CHAPTER FOUR
I
The car crossed to the Avenue and bore north. Archie was again left high in air. He had expected to be piloted by circuitous routes to some vile thieves' den in the intricate mazes of the East Side, but the car and the smartly appareled men encouraged the hope of a very different destination. The Governor, evidently enjoying his companion's befuddlement, talked of the changes that had taken place in the upper city in his memory. His reminiscences did not interest Archie greatly. He thought it likely the Governor was uttering commonplaces for the benefit of the men on the box, who could easily hear their passengers' conversation through the partition windows. The car passed two clubs in which Archie was a member in good standing and he caught a fleeting glimpse down an intersecting thoroughfare of the apartment house in which he was a tenant with a recurrence of the disagreeable questionings he had experienced so frequently as to whether he was himself or some other and very different person.
The Governor had not warned him to avoid marking the route, which was as familiar to Archie as the palm of his hand, but somewhere in the Seventies he did for a moment lose track of the streets, and the car, swinging east, stopped midway of a block of handsome residences. There was still the chance that this was all by-play, a trick for concealing their arrival in town; but the footman was already ringing the bell of a house whose facade was the most distinguished in sight. The door was opened by a manservant, whose face expressed pleasure as the Governor passed him with all the airs of incontestable proprietorship.
"I think we may as well go at once to our rooms," he said. "You understand, Baring, that we dine at seven-thirty—places for three?"
"Very good, sir: I received your telegram."
Amid the various phases of surprise through which he had passed since reaching the station Archie had kept his ears open, thinking the servants would address their employer by a name, but no such clue was forthcoming. The house exhaled an atmosphere of luxury and taste, and the furnishings were rich and consistently chosen. Archie recalled twenty houses in which he was frequently a guest that in nowise approached the Governor's establishment for comfort and charm. If he had been puzzled before he was stupefied now. The enormous effrontery of the thing overwhelmed him. He knew the general neighborhood too well not to be sure that it was not a region where a housebreaker of even the most exalted rank could live unchallenged. To be sure this was summer, and most of the houses along the street were boarded up; but the Governor would certainly not be invading in broad daylight premises to which he had no claim, and the retinue of trained and decorous servants disposed effectually of any such speculations.

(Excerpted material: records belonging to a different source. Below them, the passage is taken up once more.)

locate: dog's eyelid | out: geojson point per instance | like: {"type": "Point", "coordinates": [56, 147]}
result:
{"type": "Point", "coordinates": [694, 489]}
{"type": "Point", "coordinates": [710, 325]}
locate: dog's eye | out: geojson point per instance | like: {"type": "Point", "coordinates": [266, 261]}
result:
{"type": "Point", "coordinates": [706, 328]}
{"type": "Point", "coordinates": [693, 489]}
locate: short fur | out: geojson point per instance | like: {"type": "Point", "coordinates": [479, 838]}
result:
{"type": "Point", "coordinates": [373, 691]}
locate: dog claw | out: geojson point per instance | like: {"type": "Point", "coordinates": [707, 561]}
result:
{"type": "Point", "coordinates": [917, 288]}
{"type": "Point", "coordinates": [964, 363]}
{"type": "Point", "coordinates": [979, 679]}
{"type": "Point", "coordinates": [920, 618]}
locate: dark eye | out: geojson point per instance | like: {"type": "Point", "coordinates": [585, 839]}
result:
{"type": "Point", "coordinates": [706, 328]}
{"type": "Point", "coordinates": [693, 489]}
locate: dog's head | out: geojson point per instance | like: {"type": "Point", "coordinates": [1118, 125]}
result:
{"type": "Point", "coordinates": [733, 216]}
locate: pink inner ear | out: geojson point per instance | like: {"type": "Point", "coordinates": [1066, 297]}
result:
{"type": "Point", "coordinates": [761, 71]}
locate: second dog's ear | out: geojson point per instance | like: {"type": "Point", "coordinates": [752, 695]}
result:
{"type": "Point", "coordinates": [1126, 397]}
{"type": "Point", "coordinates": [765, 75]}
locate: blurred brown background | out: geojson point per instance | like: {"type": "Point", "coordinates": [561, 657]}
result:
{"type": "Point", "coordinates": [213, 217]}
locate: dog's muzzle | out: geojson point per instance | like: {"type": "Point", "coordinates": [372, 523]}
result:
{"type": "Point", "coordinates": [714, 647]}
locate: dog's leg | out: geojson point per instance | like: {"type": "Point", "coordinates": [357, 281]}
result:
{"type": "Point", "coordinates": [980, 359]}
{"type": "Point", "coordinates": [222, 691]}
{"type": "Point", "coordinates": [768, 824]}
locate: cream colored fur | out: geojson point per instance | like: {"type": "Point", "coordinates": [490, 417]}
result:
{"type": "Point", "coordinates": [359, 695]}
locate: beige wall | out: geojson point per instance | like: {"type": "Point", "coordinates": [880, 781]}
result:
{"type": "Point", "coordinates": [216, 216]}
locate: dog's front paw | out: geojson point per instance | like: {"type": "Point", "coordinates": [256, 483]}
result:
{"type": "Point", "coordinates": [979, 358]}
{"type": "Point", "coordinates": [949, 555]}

On the second floor the Governor lingered in the drawing-room to call his guest's attention to some pictures, contemporary American work, which Archie recognized instantly. Indeed he knew several of the painters very well.
"We must encourage our own artists," remarked the Governor. "It's the only way we shall ever develop an American art."
Continuing up another flight (there was an elevator, the Governor explained, but he preferred the stairs) Archie surveyed approvingly a lounging room, half library and half office.